I don't know when I have felt more humbled in my life. We housed and fed 60 people, most of whom had only the clothes on their backs. Many were soaked to the skin, and we had no dry clothes for them. We had the aforementioned pizza and bottled water and not much else in the way of nutrition. We had flimsy (and not very comfortable) folding cots and scratchy, ugly gray blankets. My mousepad is bigger than the pillow supplied in each "linen pack." Most of these people were pathetically grateful and thanked us over and over. Some people treated it as an adventure; for others, it seemed an improvement over their "regular" lives. One couple decided to air their marital discord in the gymnasium in front of 60+ total strangers, and the "F" bomb was liberally deployed.

Many of these people lived in one of those extended stay motels. Have you ever considered how difficult it might be to live in a motel room with a tiny kitchenette? With one or more kids? Several lived in an apartment complex that was destroyed by the flood. I don't know if I have what it takes to survive that kind of life. Does that make me sound spoiled?

We had someone who suffered from schizophrenia, a child with H1N1 flu, two insulin-dependent diabetics (poorly controlled), four people with asthma, and a host of mental health issues. At one point I was convinced that only the "crazies" had been evacuated.

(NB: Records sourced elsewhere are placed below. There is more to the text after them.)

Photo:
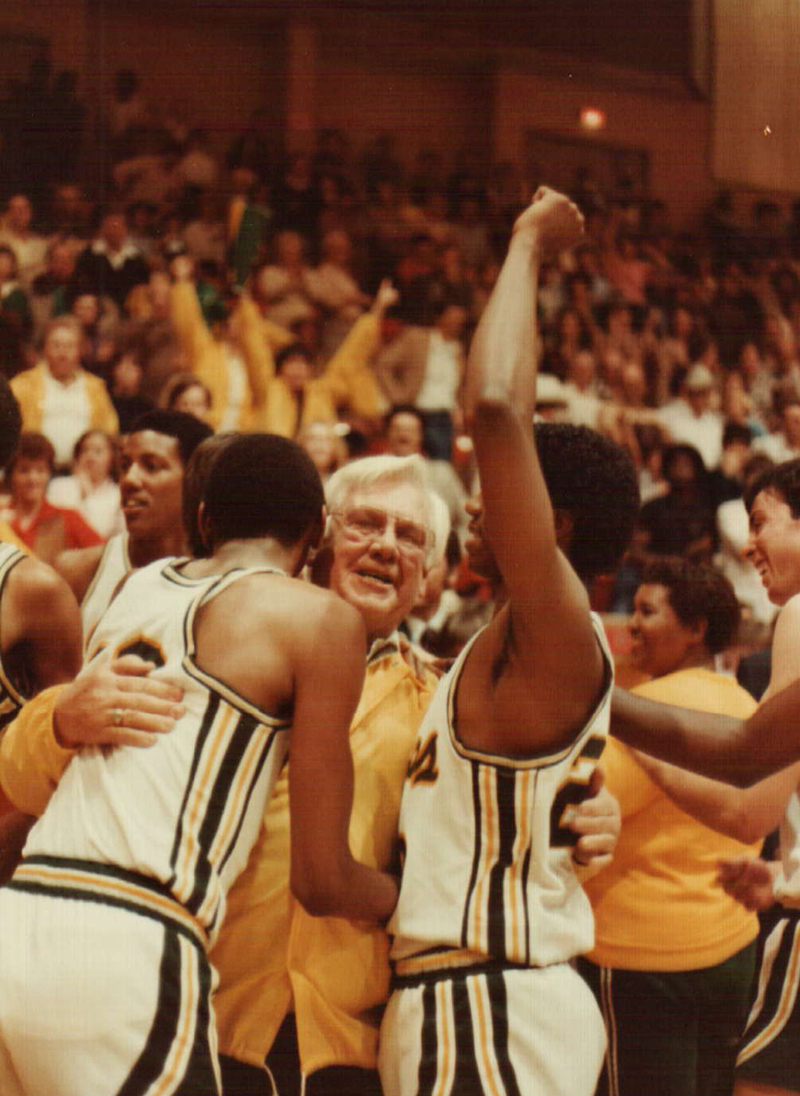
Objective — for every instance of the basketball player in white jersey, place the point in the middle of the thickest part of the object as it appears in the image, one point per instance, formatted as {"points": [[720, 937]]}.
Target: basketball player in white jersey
{"points": [[104, 983], [490, 910], [153, 458]]}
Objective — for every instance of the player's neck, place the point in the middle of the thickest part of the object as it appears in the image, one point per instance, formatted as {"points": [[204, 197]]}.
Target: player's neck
{"points": [[144, 550], [255, 551]]}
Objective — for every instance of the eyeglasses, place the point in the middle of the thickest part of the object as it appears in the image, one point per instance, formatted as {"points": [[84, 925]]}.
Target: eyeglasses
{"points": [[363, 524]]}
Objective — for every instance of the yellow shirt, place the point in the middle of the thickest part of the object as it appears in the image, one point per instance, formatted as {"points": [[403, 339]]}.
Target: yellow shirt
{"points": [[658, 905], [272, 955]]}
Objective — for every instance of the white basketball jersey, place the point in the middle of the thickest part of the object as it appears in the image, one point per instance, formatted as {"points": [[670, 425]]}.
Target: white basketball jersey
{"points": [[114, 564], [488, 870], [11, 698], [186, 810], [787, 888]]}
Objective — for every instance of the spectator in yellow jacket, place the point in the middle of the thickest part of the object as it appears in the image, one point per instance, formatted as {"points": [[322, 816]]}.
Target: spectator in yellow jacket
{"points": [[59, 399]]}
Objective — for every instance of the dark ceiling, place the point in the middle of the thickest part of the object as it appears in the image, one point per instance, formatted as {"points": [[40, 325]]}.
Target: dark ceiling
{"points": [[649, 35]]}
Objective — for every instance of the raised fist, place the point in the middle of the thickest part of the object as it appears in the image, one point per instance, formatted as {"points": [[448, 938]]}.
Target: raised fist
{"points": [[552, 221]]}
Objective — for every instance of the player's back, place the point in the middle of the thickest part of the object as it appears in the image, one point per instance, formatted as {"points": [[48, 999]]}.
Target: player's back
{"points": [[186, 810], [488, 870]]}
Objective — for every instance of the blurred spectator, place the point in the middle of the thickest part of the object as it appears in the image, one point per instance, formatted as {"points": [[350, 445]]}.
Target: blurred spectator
{"points": [[14, 306], [424, 366], [332, 285], [403, 430], [92, 488], [733, 315], [48, 290], [324, 446], [733, 532], [45, 528], [184, 392], [126, 389], [294, 200], [111, 265], [690, 420], [683, 521], [58, 398], [99, 319], [285, 286], [785, 443], [205, 236], [197, 168], [16, 233]]}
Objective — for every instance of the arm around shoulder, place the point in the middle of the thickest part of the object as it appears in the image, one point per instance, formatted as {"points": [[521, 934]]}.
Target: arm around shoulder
{"points": [[47, 619], [329, 675]]}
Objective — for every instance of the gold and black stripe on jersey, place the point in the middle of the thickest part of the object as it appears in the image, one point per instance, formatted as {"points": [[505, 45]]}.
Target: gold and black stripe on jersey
{"points": [[496, 920], [231, 752], [465, 1036], [11, 695], [179, 1054], [236, 742], [775, 1007], [496, 914]]}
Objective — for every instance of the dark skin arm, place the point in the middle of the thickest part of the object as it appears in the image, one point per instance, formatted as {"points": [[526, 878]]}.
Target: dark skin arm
{"points": [[41, 638], [305, 650], [739, 752], [77, 567]]}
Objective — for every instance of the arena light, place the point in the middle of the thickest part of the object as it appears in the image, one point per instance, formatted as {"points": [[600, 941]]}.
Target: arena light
{"points": [[592, 118]]}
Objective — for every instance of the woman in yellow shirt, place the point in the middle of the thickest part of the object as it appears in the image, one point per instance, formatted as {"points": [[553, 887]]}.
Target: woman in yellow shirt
{"points": [[674, 955]]}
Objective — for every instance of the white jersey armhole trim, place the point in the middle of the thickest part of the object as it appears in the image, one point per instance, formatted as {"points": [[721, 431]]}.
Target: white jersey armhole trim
{"points": [[536, 761], [238, 701]]}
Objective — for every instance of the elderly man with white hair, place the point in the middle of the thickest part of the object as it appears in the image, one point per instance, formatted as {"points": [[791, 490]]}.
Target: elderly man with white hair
{"points": [[303, 997]]}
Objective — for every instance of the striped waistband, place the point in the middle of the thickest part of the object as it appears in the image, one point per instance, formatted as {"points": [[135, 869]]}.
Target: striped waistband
{"points": [[91, 881], [445, 962]]}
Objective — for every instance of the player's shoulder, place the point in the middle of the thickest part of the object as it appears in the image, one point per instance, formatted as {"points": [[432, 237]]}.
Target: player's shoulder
{"points": [[36, 589], [78, 567]]}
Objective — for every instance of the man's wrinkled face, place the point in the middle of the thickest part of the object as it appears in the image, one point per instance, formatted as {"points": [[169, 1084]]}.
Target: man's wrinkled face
{"points": [[774, 546], [378, 559]]}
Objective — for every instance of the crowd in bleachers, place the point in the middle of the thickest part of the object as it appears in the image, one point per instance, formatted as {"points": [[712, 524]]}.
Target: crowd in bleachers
{"points": [[311, 294]]}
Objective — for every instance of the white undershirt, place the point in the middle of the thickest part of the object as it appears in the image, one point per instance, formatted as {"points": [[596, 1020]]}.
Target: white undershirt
{"points": [[440, 385], [66, 413]]}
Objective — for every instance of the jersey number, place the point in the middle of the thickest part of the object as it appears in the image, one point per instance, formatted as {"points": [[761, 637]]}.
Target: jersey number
{"points": [[573, 791], [146, 649]]}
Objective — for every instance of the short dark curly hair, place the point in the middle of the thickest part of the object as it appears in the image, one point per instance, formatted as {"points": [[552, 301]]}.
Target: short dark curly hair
{"points": [[261, 484], [594, 480], [698, 592], [783, 480]]}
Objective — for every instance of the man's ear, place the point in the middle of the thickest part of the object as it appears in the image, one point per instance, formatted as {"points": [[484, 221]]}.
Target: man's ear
{"points": [[204, 526], [698, 629]]}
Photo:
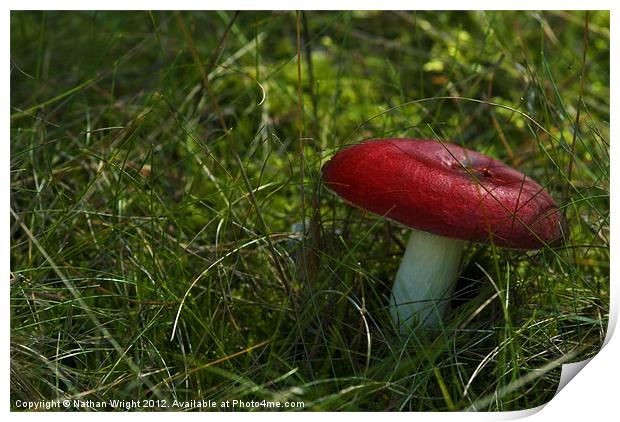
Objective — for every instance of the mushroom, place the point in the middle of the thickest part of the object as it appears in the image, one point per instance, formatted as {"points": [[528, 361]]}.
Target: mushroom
{"points": [[449, 196]]}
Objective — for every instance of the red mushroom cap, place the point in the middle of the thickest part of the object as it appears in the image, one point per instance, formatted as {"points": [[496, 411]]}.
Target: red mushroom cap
{"points": [[447, 190]]}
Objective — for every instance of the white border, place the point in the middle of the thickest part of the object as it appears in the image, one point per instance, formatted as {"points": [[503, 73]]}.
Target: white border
{"points": [[592, 395]]}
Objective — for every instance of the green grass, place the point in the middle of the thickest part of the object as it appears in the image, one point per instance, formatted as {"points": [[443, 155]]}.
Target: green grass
{"points": [[171, 238]]}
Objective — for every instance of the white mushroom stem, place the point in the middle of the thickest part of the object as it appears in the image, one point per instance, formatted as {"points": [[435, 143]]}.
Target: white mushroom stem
{"points": [[425, 281]]}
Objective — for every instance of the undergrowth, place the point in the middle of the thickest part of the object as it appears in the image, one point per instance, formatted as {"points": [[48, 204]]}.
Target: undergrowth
{"points": [[171, 238]]}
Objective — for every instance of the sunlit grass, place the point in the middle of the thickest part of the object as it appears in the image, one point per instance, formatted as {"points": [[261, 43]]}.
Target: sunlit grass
{"points": [[158, 211]]}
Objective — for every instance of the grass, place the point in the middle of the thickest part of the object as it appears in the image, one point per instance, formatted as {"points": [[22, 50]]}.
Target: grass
{"points": [[171, 238]]}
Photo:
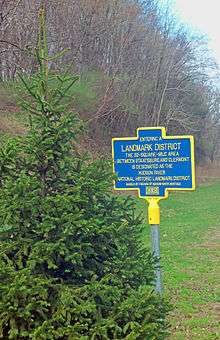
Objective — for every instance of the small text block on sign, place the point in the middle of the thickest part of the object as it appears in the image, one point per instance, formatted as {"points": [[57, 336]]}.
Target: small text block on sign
{"points": [[154, 163]]}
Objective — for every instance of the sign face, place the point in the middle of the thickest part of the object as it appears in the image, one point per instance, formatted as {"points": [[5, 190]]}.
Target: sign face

I know, I know, that was neither kind nor Christian of me. Just remember, I had been without sleep for 32 1/2 hours.

As I got ready to end my shift, I realized that the only thing I miss about hospital nursing is the almost immediate intimacy you develop with your patients. No, I'm not talking about intimacy in the Biblical sense. And these were not my patients. But I was responsible for them for a time, and we developed a bond. When they realized that I was leaving, many of them came up to me and hugged me. Some lamented the fact that they had no money to give me. None of them realized that I came away much richer than when I arrived.